In other industries, unions have often stepped into this breach, organizing contract workers and the self-employed, enabling them to obtain group policies. But the main musicians’ union, the American Federation of Musicians, doesn’t offer group insurance. Another, the American Federation of Television and Radio Artists (AFTRA), has a deal with the major labels to offer group health plans to roster artists. But somewhat confusingly, only vocalists can be covered by AFTRA (though they need not be lead vocalists).

According to Rick Canny of Sanctuary Artist Management, which represents Velvet Revolver, Fleetwood Mac, and others, this requirement is often fudged. “The hidden secret in the music business is whenever you get a chance to do a TV show, everybody sings, even if they don’t usually, for that reason,” he says. “Everybody tries to get a vocal performance on a record.”

Randy Himes, AFTRA’s assistant national executive director for sound recordings, estimates more than 2,000 major-label artists are insured through AFTRA, a not insignificant number, but still a drop in the bucket considering the tens of thousands who try to make a living playing music. (AFTRA recently agreed to cover independent artists, though the eligibility requirements are onerous and labyrinthine: So far, only 12 are enrolled.)

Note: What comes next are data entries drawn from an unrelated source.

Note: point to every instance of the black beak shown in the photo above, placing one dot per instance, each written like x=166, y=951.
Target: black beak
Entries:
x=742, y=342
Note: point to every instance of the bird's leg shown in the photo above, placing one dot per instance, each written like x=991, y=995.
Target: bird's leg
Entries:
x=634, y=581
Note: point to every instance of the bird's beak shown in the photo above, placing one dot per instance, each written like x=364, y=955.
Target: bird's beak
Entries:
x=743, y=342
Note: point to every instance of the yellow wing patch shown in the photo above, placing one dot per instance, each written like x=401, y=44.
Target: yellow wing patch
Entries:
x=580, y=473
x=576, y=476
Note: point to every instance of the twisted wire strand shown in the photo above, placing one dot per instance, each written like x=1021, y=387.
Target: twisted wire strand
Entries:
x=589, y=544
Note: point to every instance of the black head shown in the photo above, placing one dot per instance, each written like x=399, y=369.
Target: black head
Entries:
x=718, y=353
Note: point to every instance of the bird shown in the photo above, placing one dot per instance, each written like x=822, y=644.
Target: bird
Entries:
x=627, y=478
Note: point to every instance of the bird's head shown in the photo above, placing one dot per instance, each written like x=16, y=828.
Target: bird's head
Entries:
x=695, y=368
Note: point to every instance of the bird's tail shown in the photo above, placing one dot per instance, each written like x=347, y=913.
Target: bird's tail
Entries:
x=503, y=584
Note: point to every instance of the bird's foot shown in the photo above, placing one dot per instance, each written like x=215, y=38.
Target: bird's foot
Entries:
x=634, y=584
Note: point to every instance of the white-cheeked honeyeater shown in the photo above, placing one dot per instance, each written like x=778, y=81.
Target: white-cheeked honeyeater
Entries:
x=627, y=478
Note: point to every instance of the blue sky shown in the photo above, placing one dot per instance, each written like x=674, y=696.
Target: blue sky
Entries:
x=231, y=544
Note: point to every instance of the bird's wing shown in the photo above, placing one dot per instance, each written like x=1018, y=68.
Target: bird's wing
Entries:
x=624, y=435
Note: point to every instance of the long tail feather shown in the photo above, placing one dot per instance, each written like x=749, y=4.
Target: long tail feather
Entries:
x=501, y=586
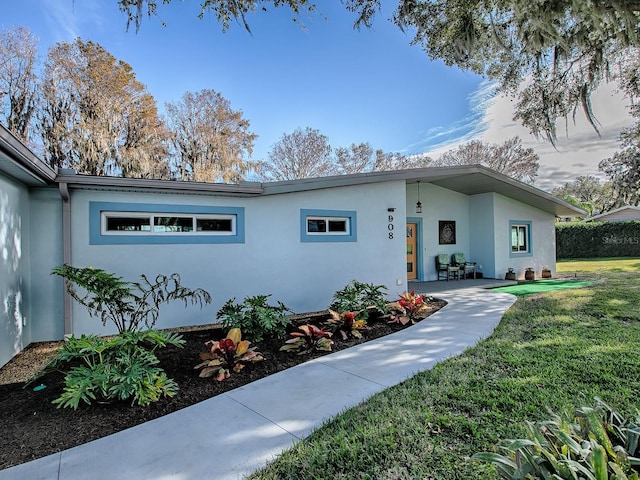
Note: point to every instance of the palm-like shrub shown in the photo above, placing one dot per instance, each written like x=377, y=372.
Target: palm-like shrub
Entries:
x=595, y=444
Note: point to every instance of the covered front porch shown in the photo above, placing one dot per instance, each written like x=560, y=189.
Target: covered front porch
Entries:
x=443, y=285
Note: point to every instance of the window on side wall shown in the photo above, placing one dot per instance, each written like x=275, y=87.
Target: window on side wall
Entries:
x=520, y=238
x=327, y=226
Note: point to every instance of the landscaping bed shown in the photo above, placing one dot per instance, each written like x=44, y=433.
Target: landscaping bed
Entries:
x=32, y=427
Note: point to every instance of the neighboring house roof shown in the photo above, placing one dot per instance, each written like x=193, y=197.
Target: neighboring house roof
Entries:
x=18, y=162
x=621, y=214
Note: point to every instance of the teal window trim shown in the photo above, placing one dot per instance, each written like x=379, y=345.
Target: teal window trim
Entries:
x=418, y=222
x=96, y=237
x=350, y=236
x=529, y=251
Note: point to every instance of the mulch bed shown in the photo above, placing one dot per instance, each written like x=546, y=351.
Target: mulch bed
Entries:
x=32, y=427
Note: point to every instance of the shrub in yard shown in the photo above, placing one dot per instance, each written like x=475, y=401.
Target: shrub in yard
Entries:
x=595, y=443
x=309, y=338
x=117, y=368
x=255, y=317
x=128, y=305
x=124, y=366
x=346, y=324
x=360, y=297
x=227, y=355
x=409, y=308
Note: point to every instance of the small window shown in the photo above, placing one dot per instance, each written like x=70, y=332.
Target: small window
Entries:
x=520, y=238
x=327, y=226
x=172, y=224
x=128, y=224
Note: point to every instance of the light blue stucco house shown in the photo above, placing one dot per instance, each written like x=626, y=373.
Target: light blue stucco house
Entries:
x=298, y=240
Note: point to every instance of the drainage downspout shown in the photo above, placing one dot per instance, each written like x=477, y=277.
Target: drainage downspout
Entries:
x=66, y=252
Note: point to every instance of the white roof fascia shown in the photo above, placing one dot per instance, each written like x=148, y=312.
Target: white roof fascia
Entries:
x=17, y=161
x=467, y=179
x=166, y=186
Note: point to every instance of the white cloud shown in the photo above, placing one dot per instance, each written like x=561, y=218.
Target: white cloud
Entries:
x=69, y=20
x=578, y=151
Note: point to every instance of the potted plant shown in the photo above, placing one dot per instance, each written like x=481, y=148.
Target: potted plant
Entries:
x=529, y=274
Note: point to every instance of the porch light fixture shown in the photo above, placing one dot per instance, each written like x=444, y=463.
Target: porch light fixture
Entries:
x=418, y=204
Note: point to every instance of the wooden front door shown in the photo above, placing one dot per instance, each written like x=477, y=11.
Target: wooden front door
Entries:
x=412, y=251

“I’ve had many discussions with musicians about insurance,” says X vocalist Exene Cervenka, who was recently diagnosed with multiple sclerosis and has struggled for years to stay insured. “Not one I’ve met in my life ever got insurance from AFTRA or another musicians’ union.”

Part of the problem, Himes says, is people aren’t aware of AFTRA’s offerings. “At [a major-label] contract signing, the artist is supposed to be advised that they are guaranteed health insurance if they want it,” he says. “That isn’t being done. The word isn’t getting out.”

Another problem, according to Bob McLynn, who manages, among others, Fall Out Boy, Gym Class Heroes, and Cobra Starship, is that major labels, already pinched for money these days, are increasingly loath to make their “employer contribution” to the AFTRA insurance. “Back in the day, that was a given,” he says. “You’re on a major and your AFTRA’s covered, at least if you do vocals. These days, we have to fight for that in a lot of our deals.”